Members of NYC Orthodox Jewish community protest COVID-19 restrictions

NEW YORK (NewsNation Now) — For two consecutive nights, violent protests have erupted in one Brooklyn neighborhood, as members of Borough Park’s ultra-Orthodox Jewish community voice their anger over a crackdown on religious gatherings, part of a new effort to lower a recent spike in COVID-19 cases. 

The protests are happening in an area that’s now recording some of the state’s highest numbers, about five times the average.

The new mandate from Gov.
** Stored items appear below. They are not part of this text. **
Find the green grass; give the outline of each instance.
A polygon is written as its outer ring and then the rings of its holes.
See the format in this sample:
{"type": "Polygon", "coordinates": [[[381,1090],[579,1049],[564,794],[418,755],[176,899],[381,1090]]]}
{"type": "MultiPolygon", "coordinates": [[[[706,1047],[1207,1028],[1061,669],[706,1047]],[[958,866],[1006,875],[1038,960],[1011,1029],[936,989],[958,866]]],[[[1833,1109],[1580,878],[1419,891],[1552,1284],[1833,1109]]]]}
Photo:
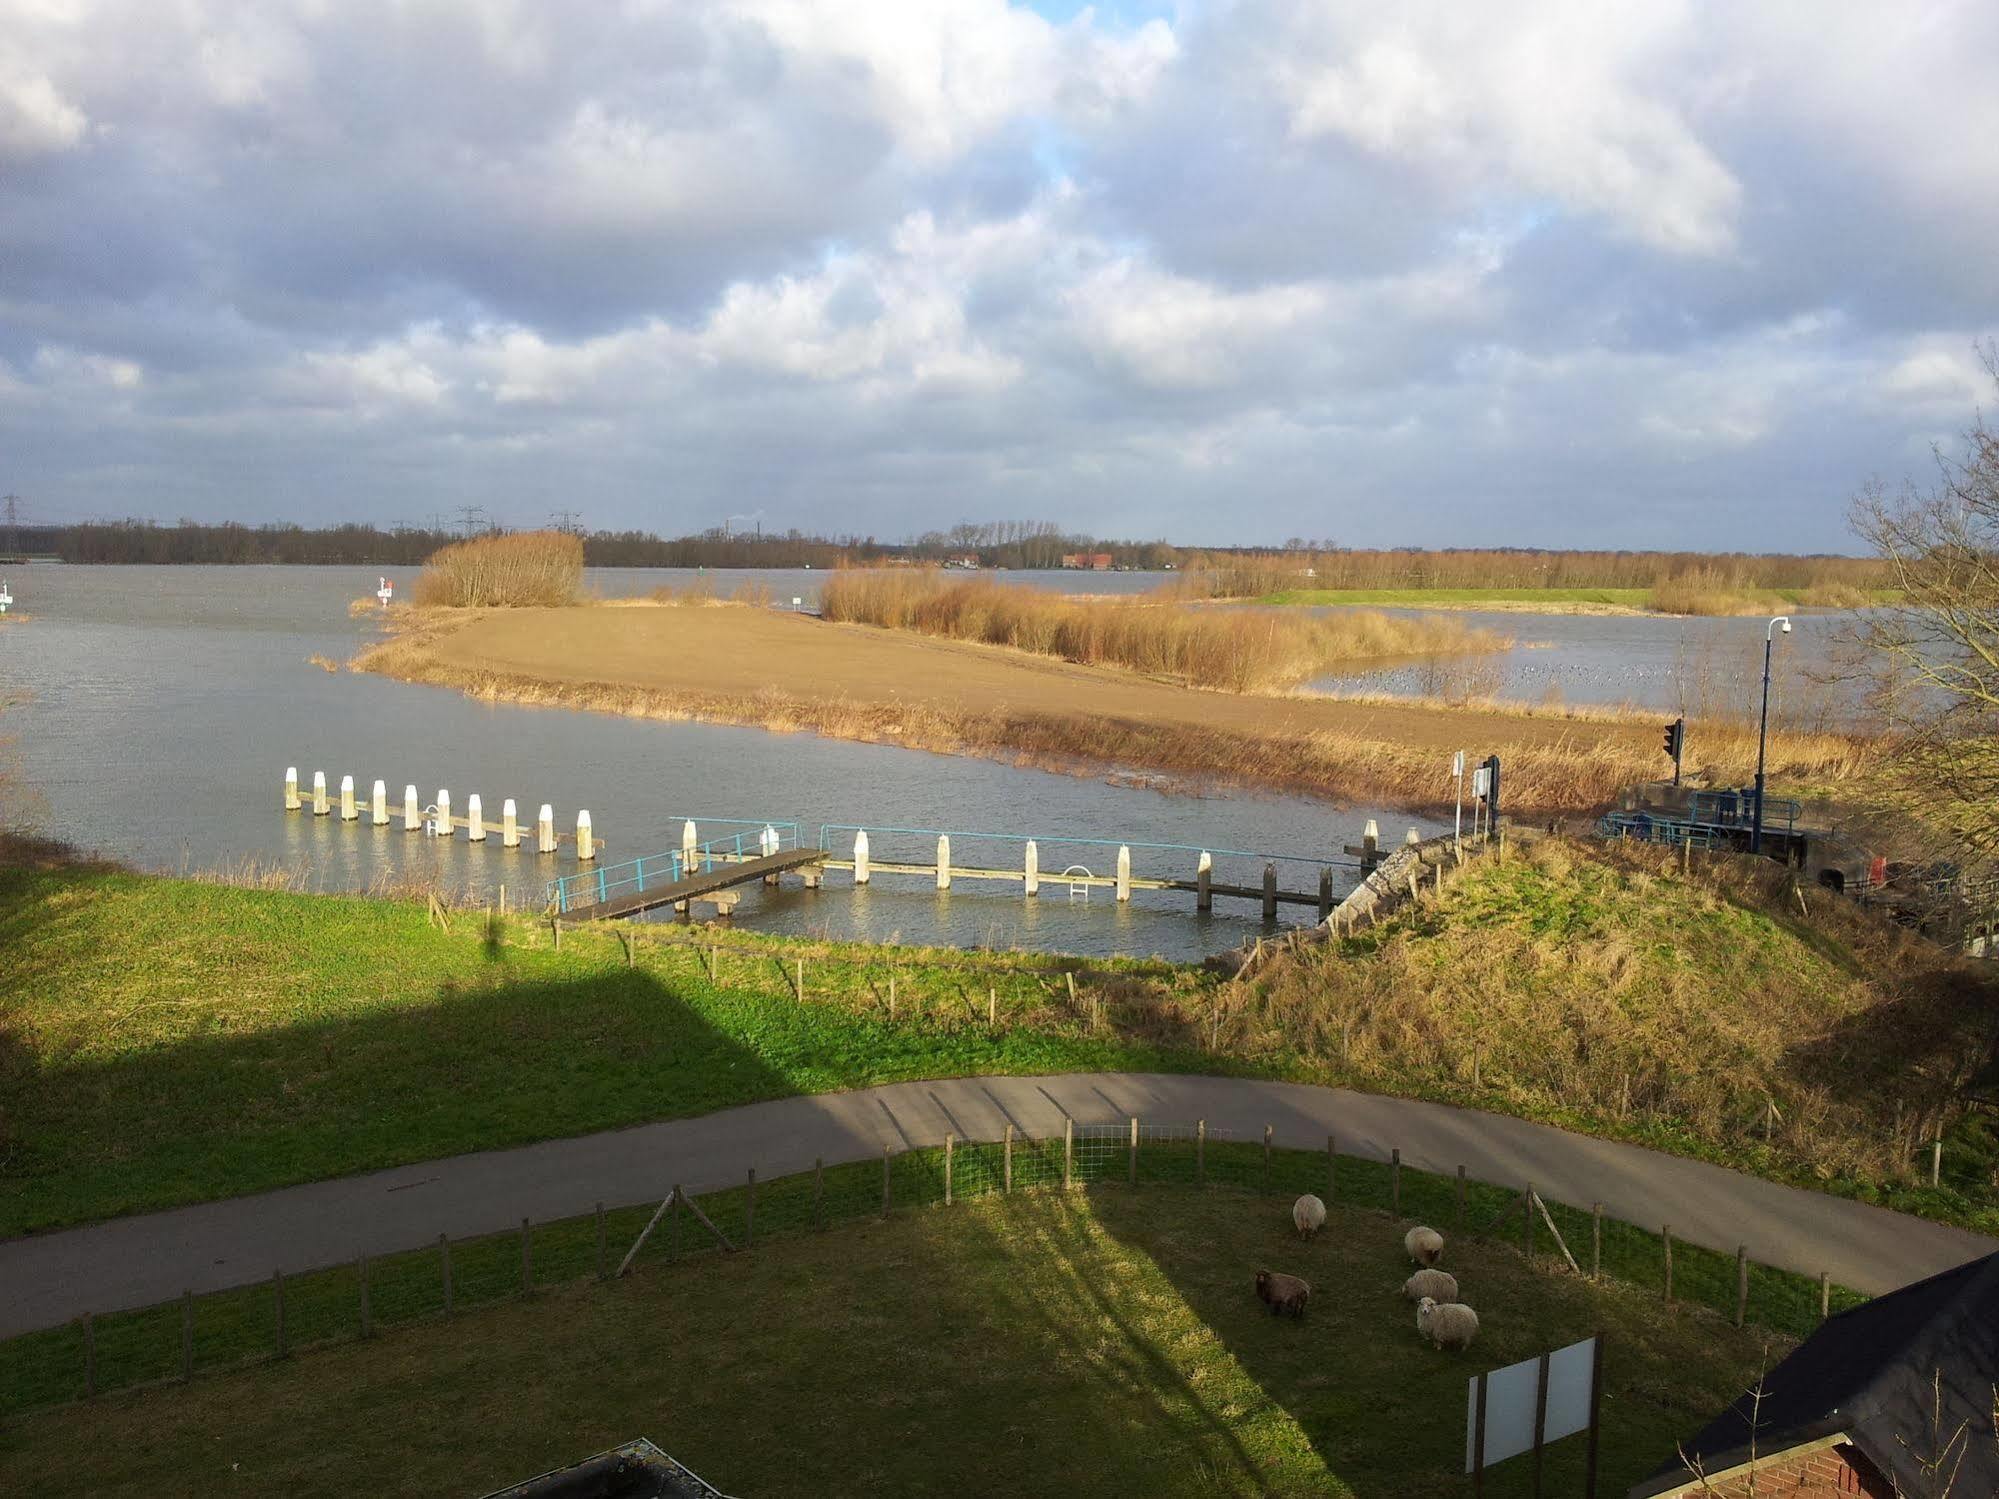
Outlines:
{"type": "Polygon", "coordinates": [[[641,934],[102,870],[0,869],[0,1235],[898,1079],[1201,1064],[1171,965],[641,934]],[[813,1002],[786,972],[809,954],[813,1002]],[[784,961],[780,961],[783,959],[784,961]],[[843,960],[843,961],[842,961],[843,960]],[[890,1019],[887,979],[898,977],[890,1019]],[[988,1026],[988,989],[997,1024],[988,1026]]]}
{"type": "Polygon", "coordinates": [[[1643,609],[1649,588],[1287,588],[1261,604],[1370,604],[1420,609],[1425,604],[1608,604],[1643,609]]]}
{"type": "MultiPolygon", "coordinates": [[[[1148,1180],[1190,1166],[1184,1147],[1142,1160],[1148,1180]]],[[[470,1306],[474,1284],[511,1295],[519,1252],[511,1238],[465,1246],[448,1331],[434,1254],[372,1268],[367,1341],[352,1271],[295,1282],[291,1358],[10,1420],[0,1489],[73,1488],[87,1461],[103,1494],[478,1493],[646,1435],[744,1494],[935,1493],[976,1475],[991,1493],[1456,1495],[1468,1375],[1601,1329],[1602,1487],[1615,1493],[1787,1346],[1466,1233],[1447,1261],[1480,1341],[1438,1353],[1397,1295],[1406,1220],[1365,1205],[1379,1167],[1342,1161],[1327,1227],[1301,1244],[1288,1206],[1298,1181],[1323,1180],[1310,1155],[1280,1154],[1268,1196],[1099,1185],[965,1201],[996,1161],[957,1164],[956,1206],[887,1222],[863,1216],[878,1168],[829,1173],[829,1217],[847,1221],[823,1233],[809,1177],[765,1184],[749,1252],[696,1255],[699,1231],[682,1224],[675,1255],[662,1227],[634,1275],[608,1284],[590,1278],[588,1224],[546,1231],[544,1288],[527,1300],[470,1306]],[[1265,1314],[1250,1286],[1265,1266],[1314,1282],[1305,1322],[1265,1314]],[[329,1341],[296,1351],[307,1337],[329,1341]]],[[[1121,1161],[1096,1164],[1115,1175],[1121,1161]]],[[[1260,1151],[1211,1146],[1209,1164],[1261,1185],[1260,1151]]],[[[935,1152],[899,1162],[898,1202],[934,1199],[937,1168],[935,1152]]],[[[1405,1210],[1451,1210],[1448,1184],[1403,1186],[1405,1210]]],[[[704,1199],[732,1233],[741,1195],[704,1199]]],[[[620,1215],[614,1259],[639,1221],[620,1215]]],[[[268,1299],[204,1302],[198,1362],[267,1349],[268,1299]]],[[[177,1318],[172,1334],[156,1374],[177,1367],[177,1318]]],[[[100,1369],[114,1345],[100,1328],[100,1369]]],[[[1549,1458],[1549,1491],[1576,1491],[1582,1443],[1549,1458]]],[[[1489,1492],[1524,1494],[1527,1478],[1515,1461],[1489,1492]]]]}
Andrew Cuomo is closing schools and non-essential businesses in high-risk areas, while limiting religious gatherings to no more than 10 congregants.

In a new development Thursday, both the Roman Catholic Diocese of Brooklyn and a prominent Orthodox Jewish organization filed suit to block those restrictions.
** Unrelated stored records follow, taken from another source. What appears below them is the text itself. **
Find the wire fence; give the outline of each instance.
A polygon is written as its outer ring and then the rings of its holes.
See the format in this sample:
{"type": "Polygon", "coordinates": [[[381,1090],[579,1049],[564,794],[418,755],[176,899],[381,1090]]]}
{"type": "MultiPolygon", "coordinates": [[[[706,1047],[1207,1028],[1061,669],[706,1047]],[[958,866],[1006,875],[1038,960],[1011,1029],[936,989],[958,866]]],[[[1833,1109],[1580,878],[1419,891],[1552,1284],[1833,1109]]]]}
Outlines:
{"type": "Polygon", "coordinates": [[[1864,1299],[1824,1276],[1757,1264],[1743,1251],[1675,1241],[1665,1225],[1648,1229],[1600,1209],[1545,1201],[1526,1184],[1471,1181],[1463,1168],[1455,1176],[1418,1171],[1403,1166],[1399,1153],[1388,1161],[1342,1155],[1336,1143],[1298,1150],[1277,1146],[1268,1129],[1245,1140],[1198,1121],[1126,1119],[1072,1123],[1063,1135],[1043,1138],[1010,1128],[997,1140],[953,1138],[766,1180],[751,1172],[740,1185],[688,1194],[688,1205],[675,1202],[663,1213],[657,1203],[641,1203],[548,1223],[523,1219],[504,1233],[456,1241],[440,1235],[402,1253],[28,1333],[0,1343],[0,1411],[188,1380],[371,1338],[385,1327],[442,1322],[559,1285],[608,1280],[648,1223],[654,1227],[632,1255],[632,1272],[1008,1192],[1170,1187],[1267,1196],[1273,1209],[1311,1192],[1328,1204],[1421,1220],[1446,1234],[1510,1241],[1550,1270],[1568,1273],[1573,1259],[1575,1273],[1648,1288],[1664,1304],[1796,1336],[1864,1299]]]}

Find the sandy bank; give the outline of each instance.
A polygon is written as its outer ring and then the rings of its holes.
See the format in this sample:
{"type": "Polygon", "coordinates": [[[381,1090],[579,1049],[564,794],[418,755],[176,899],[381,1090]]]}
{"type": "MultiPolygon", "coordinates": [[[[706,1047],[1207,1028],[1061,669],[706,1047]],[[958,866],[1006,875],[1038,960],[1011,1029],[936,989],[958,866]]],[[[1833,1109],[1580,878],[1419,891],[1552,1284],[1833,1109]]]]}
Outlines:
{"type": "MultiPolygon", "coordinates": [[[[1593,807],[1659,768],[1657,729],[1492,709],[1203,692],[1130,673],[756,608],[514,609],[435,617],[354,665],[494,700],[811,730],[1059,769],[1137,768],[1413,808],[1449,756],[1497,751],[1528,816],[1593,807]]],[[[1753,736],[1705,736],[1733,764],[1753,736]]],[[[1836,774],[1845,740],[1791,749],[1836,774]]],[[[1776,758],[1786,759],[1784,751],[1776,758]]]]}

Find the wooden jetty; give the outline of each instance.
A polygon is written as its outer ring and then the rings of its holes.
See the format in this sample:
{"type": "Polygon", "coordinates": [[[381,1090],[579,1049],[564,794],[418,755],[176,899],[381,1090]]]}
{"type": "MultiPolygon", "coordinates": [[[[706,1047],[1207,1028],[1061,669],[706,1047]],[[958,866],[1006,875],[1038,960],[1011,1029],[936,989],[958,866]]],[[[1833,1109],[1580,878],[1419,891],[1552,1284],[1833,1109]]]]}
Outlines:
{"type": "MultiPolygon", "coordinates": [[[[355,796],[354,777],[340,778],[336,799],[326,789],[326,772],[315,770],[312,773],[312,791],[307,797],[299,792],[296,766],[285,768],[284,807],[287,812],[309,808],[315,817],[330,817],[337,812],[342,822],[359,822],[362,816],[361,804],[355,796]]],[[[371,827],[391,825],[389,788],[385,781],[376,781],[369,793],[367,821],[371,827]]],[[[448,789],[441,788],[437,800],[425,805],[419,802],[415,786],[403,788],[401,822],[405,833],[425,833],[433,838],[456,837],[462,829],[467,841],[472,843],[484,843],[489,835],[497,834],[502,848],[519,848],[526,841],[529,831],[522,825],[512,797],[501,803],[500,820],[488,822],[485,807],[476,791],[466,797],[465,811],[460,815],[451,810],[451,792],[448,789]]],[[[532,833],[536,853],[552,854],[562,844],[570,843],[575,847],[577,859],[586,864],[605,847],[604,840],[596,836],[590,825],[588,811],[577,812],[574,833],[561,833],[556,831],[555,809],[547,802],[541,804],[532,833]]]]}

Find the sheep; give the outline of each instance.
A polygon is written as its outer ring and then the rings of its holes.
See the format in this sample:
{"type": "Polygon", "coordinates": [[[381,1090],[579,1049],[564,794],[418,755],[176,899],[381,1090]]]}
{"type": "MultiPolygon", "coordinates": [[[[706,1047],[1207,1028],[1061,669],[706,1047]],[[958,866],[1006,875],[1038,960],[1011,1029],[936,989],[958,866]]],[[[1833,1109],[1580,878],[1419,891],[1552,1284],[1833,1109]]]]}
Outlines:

Now experts fear New York City, once the nation’s epicenter of the COVID-19 pandemic before flattening the curve, faces the strong possibility of a second wave ushered in by protests in places like Borough Park.

While hundreds of rabbis and faith leaders have signed a statement denouncing the protests, other groups believe the hard cap on the number of attendees allowed at faith gatherings is an infringement on freedom of religion.

“It’s protected by the First Amendment,” Mike McDonald, a spokesman for the Catholic League for Religious and Civil Rights, argued in an interview with NewsNation. “I think all people of good faith want to cut down on the spread of COVID, but holding them to a different standard than you do to other groups- that’s entirely unfair.”

At least two people have reported being assaulted during the protests in Brooklyn, where attendees — all men, most without face coverings — have chased off sheriff’s deputies and burned masks in the street while chanting “Jewish lives matter.” 

No arrests have been made, but the city promises to begin tougher enforcement of fines up to $15,000 for organizing large gatherings and up to $1,000 for failing to wear a mask.

Of the violence, Mayor Bill de Blasio said in a briefing Thursday, “Violence is unacceptable. Regardless of who commits it, it’s unacceptable.”

What’s unacceptable to the governor is denial of science, what he’s referred to as “data-driven, life-saving measures” to prevent the spread of COVID-19.

“Why are they so upset about the current rule when there was a previous rule that was more dramatic?” Gov. Cuomo wondered aloud during a conference call Thursday. “Because the previous rules were never enforced. Facts, common sense, self-preservation, all make the argument to follow the rules. They are now inarguable.”

But they will be argued in court. The lawsuits over the new coronavirus restrictions are expected to go before a judge Friday.